Tony Blair said the riots were primarily caused by a minority of disaffected and alienated young people who were outside the social mainstream and who constituted “an absolutely specific problem that requires deeply specific solutions”. He added, the rioting was mainly caused by “a group of young, alienated, disaffected youth who are outside the social mainstream and who live in a culture at odds with any canons of proper behaviour”. He said that his government developed specific policies to deal with these people and that they required intervention “literally family by family and at an early stage, even before any criminality had occurred”.

Yet is there much difference between these riotous activities and the following?

Almost all the glass of the lights and 468 windows of Peckwater Quad Christ Church were smashed, along with the blinds and doors of the building.

Police arrested all 17 of the members of the ‘gang’ for wrecking the cellar of a 15th Century pub by smashing more than a dozen bottles of wine into its walls.

After damage to a country house the perpetrators received an Anti-Social Behaviour Contract from the Thames Valley Police.

The ‘gang’ walked through Oxford when one threw a plant pot through the window of a restaurant. The burglar alarm was activated and police descended with sniffer dogs. Six of the group were collared and spent the night at Cowley police station before being released without charge.

The ‘gang’ enjoyed a famously explosive dinner at the White Hart near Oxford in 2005. “All the food and plates had been thrown everywhere and they were jumping on top of each other on the table like kids in a playground,” recalled the pub’s landlord Ian Rogers.

On one occasion the ‘gang’ hired a string band to play at a garden party and ended up smashing up all the instruments, including a Stradivarius.

This brand of self-destruction led to headlines worldwide, and was even reported in the New York Times, which described students as being guilty of committing an orgie (sic) of destruction that went into the early hours of the morning.

However, these are not the activities of a gang of the suburbs of London or any other large city in the UK but they are those of the Bullingdon Club.

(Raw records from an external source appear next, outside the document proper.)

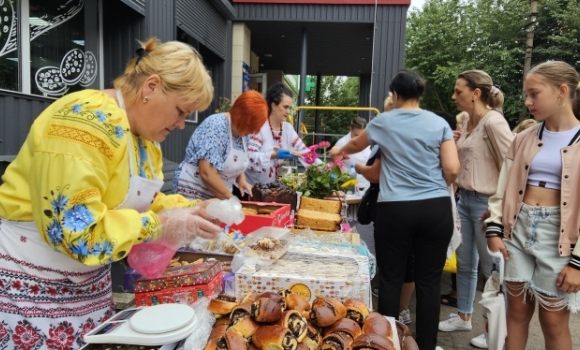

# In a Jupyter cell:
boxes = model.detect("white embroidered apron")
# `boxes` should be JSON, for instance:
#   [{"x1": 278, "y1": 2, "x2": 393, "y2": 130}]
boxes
[
  {"x1": 177, "y1": 117, "x2": 250, "y2": 200},
  {"x1": 0, "y1": 93, "x2": 163, "y2": 350}
]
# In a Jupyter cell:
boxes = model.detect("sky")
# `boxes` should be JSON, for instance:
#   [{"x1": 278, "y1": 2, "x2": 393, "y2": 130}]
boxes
[{"x1": 410, "y1": 0, "x2": 425, "y2": 9}]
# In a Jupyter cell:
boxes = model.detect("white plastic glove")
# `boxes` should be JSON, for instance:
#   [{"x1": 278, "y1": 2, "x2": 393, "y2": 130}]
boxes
[{"x1": 157, "y1": 206, "x2": 222, "y2": 247}]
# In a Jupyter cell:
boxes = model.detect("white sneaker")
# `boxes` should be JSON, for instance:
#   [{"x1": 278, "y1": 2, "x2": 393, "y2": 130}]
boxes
[
  {"x1": 469, "y1": 333, "x2": 488, "y2": 349},
  {"x1": 439, "y1": 314, "x2": 471, "y2": 332},
  {"x1": 399, "y1": 309, "x2": 413, "y2": 325}
]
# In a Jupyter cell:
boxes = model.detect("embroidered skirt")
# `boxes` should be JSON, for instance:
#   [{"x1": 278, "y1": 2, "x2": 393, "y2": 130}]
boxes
[{"x1": 0, "y1": 220, "x2": 114, "y2": 350}]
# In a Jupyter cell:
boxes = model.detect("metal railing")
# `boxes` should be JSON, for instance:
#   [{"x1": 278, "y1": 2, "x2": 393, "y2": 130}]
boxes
[{"x1": 295, "y1": 106, "x2": 381, "y2": 141}]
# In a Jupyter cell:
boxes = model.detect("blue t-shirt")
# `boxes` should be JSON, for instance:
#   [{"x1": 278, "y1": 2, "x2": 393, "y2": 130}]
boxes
[
  {"x1": 173, "y1": 113, "x2": 250, "y2": 193},
  {"x1": 367, "y1": 109, "x2": 453, "y2": 202}
]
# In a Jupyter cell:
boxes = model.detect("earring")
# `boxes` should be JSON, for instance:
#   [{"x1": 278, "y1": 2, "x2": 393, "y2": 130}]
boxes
[{"x1": 557, "y1": 97, "x2": 566, "y2": 108}]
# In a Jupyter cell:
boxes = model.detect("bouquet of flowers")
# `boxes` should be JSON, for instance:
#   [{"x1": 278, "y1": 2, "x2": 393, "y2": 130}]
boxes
[{"x1": 296, "y1": 141, "x2": 357, "y2": 199}]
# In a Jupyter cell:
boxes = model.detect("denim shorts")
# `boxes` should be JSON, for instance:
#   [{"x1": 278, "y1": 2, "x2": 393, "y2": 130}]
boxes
[{"x1": 504, "y1": 203, "x2": 580, "y2": 312}]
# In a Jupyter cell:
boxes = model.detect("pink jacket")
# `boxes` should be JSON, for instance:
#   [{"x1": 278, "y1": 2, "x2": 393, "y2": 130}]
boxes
[{"x1": 485, "y1": 123, "x2": 580, "y2": 269}]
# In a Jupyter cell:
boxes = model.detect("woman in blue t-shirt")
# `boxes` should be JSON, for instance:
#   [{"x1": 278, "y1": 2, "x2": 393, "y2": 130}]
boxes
[{"x1": 330, "y1": 71, "x2": 460, "y2": 350}]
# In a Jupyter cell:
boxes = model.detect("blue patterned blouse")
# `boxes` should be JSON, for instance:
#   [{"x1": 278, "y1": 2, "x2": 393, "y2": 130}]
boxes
[{"x1": 173, "y1": 113, "x2": 250, "y2": 193}]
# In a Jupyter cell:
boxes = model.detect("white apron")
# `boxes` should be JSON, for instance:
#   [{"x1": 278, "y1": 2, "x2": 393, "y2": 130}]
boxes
[
  {"x1": 176, "y1": 117, "x2": 250, "y2": 200},
  {"x1": 0, "y1": 93, "x2": 163, "y2": 350}
]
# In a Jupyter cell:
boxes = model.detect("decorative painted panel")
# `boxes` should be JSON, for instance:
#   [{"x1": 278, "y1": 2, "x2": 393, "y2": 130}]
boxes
[
  {"x1": 29, "y1": 0, "x2": 98, "y2": 97},
  {"x1": 0, "y1": 0, "x2": 20, "y2": 90}
]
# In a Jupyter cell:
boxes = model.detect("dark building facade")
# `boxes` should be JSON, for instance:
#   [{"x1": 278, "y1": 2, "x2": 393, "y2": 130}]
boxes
[{"x1": 0, "y1": 0, "x2": 410, "y2": 178}]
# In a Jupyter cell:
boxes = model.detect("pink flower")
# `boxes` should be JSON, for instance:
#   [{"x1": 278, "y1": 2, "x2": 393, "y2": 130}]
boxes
[
  {"x1": 303, "y1": 152, "x2": 318, "y2": 164},
  {"x1": 12, "y1": 320, "x2": 42, "y2": 350},
  {"x1": 46, "y1": 321, "x2": 75, "y2": 350}
]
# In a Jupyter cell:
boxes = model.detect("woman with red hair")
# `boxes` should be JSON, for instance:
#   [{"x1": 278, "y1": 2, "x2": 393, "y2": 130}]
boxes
[{"x1": 173, "y1": 90, "x2": 268, "y2": 199}]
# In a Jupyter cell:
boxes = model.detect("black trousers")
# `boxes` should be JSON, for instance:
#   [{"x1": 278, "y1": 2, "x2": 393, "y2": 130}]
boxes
[{"x1": 375, "y1": 197, "x2": 453, "y2": 350}]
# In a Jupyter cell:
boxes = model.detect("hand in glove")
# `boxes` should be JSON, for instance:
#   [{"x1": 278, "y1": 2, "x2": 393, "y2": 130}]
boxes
[
  {"x1": 276, "y1": 149, "x2": 295, "y2": 159},
  {"x1": 157, "y1": 206, "x2": 222, "y2": 247}
]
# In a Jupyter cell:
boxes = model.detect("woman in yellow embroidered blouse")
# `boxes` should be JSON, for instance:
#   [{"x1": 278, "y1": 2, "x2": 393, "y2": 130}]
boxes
[{"x1": 0, "y1": 39, "x2": 220, "y2": 348}]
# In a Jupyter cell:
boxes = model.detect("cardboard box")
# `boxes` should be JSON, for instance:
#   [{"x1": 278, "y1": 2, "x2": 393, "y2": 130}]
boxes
[
  {"x1": 235, "y1": 252, "x2": 372, "y2": 309},
  {"x1": 135, "y1": 272, "x2": 224, "y2": 306},
  {"x1": 230, "y1": 201, "x2": 291, "y2": 235},
  {"x1": 133, "y1": 260, "x2": 222, "y2": 293},
  {"x1": 173, "y1": 248, "x2": 234, "y2": 262},
  {"x1": 123, "y1": 269, "x2": 142, "y2": 292}
]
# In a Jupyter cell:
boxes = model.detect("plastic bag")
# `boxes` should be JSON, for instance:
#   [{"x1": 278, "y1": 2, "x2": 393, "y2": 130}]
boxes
[
  {"x1": 127, "y1": 238, "x2": 179, "y2": 278},
  {"x1": 205, "y1": 197, "x2": 246, "y2": 226},
  {"x1": 447, "y1": 185, "x2": 462, "y2": 259}
]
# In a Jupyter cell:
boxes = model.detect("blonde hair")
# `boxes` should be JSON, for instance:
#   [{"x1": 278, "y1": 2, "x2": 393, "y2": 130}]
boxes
[
  {"x1": 457, "y1": 69, "x2": 504, "y2": 111},
  {"x1": 526, "y1": 61, "x2": 580, "y2": 119},
  {"x1": 455, "y1": 111, "x2": 469, "y2": 129},
  {"x1": 113, "y1": 38, "x2": 213, "y2": 111},
  {"x1": 383, "y1": 92, "x2": 395, "y2": 112},
  {"x1": 512, "y1": 119, "x2": 537, "y2": 134}
]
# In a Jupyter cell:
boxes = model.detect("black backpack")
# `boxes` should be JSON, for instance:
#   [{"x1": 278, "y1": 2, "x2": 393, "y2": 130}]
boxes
[{"x1": 356, "y1": 146, "x2": 381, "y2": 225}]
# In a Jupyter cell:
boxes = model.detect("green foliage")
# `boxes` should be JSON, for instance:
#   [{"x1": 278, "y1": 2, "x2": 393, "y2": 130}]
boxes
[
  {"x1": 297, "y1": 162, "x2": 356, "y2": 199},
  {"x1": 406, "y1": 0, "x2": 580, "y2": 125},
  {"x1": 532, "y1": 0, "x2": 580, "y2": 71},
  {"x1": 303, "y1": 76, "x2": 359, "y2": 145}
]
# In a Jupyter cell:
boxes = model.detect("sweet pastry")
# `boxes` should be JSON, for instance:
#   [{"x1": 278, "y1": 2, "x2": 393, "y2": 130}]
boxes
[
  {"x1": 324, "y1": 318, "x2": 362, "y2": 340},
  {"x1": 252, "y1": 325, "x2": 298, "y2": 350},
  {"x1": 276, "y1": 310, "x2": 308, "y2": 342},
  {"x1": 256, "y1": 292, "x2": 286, "y2": 311},
  {"x1": 351, "y1": 334, "x2": 396, "y2": 350},
  {"x1": 285, "y1": 292, "x2": 312, "y2": 319},
  {"x1": 250, "y1": 294, "x2": 282, "y2": 322},
  {"x1": 242, "y1": 205, "x2": 258, "y2": 215},
  {"x1": 310, "y1": 297, "x2": 346, "y2": 327},
  {"x1": 228, "y1": 303, "x2": 260, "y2": 339},
  {"x1": 319, "y1": 333, "x2": 352, "y2": 350},
  {"x1": 296, "y1": 209, "x2": 342, "y2": 232},
  {"x1": 304, "y1": 321, "x2": 322, "y2": 347},
  {"x1": 213, "y1": 314, "x2": 231, "y2": 328},
  {"x1": 207, "y1": 325, "x2": 228, "y2": 340},
  {"x1": 207, "y1": 294, "x2": 239, "y2": 318},
  {"x1": 216, "y1": 332, "x2": 248, "y2": 350},
  {"x1": 204, "y1": 332, "x2": 248, "y2": 350},
  {"x1": 344, "y1": 299, "x2": 369, "y2": 326},
  {"x1": 362, "y1": 313, "x2": 393, "y2": 339},
  {"x1": 296, "y1": 343, "x2": 310, "y2": 350},
  {"x1": 242, "y1": 292, "x2": 260, "y2": 304}
]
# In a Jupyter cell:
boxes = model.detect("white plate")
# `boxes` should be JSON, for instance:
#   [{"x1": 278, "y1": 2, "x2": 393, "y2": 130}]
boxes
[{"x1": 129, "y1": 304, "x2": 195, "y2": 334}]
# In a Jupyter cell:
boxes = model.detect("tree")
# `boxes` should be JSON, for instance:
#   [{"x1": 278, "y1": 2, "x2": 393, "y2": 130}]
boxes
[
  {"x1": 406, "y1": 0, "x2": 580, "y2": 125},
  {"x1": 532, "y1": 0, "x2": 580, "y2": 71},
  {"x1": 303, "y1": 76, "x2": 359, "y2": 144}
]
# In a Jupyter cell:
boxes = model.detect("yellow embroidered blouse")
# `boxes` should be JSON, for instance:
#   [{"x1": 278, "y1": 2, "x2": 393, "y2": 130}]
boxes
[{"x1": 0, "y1": 90, "x2": 197, "y2": 266}]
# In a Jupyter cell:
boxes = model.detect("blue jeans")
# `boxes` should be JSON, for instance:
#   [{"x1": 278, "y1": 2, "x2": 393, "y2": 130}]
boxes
[{"x1": 456, "y1": 189, "x2": 493, "y2": 314}]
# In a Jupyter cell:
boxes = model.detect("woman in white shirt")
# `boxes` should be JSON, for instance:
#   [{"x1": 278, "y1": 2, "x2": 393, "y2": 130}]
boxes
[
  {"x1": 335, "y1": 117, "x2": 371, "y2": 191},
  {"x1": 246, "y1": 83, "x2": 306, "y2": 185}
]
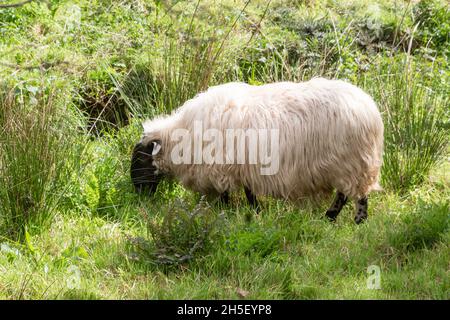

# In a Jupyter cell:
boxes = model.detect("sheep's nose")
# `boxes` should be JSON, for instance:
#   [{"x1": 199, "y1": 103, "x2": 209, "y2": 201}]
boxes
[{"x1": 130, "y1": 142, "x2": 159, "y2": 193}]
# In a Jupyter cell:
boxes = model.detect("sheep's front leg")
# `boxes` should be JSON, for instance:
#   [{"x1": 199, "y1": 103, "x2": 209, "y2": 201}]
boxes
[
  {"x1": 355, "y1": 196, "x2": 368, "y2": 224},
  {"x1": 325, "y1": 191, "x2": 348, "y2": 221},
  {"x1": 244, "y1": 187, "x2": 260, "y2": 213}
]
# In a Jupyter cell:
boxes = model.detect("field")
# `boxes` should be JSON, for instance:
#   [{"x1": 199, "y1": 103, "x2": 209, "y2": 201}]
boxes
[{"x1": 0, "y1": 0, "x2": 450, "y2": 299}]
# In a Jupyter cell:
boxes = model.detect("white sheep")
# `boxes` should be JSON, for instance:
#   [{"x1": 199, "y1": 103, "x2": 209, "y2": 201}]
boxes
[{"x1": 131, "y1": 78, "x2": 383, "y2": 223}]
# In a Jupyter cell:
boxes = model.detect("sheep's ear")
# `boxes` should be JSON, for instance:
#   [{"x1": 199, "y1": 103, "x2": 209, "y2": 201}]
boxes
[{"x1": 152, "y1": 141, "x2": 161, "y2": 156}]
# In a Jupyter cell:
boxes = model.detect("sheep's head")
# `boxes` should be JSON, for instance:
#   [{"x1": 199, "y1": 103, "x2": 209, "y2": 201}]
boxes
[{"x1": 130, "y1": 140, "x2": 162, "y2": 194}]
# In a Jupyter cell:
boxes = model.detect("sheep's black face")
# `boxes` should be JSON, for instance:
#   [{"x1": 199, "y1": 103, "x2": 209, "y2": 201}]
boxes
[{"x1": 130, "y1": 143, "x2": 162, "y2": 194}]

A club comprised of selected students of Oxford University. Young men who have enjoyed a privileged upbringing and expensive education (around 60% are ex-Eton scholars – the rest went to really posh public schools), they are largely solid high-achievers who see this kind of thing as a ‘social networking experience’. The cost of buying the Club’s uniform, at around £2,000-£3,000, clearly indicates the members are extremely wealthy.

The reasons given for the causes of the riots – social deprivation, financial hardship, poor education etc – do not apply to members of the Bullingdon Club. So what is the explanation? Mr Cameron, one of four people who escaped a night in the Cowley police cells after the ‘plant pot incident’, has refused to comment, saying merely: “Like many people, I did things when I was young that I should not have done, and that I regret.”

Clearly riotous behaviour is not restricted by social class and therefore the investigations into the August riots perhaps needs to consider the activities of the Bullingdon Club to gain a more complete picture of what motivates young people, in particular, to behave in an anti-social manner.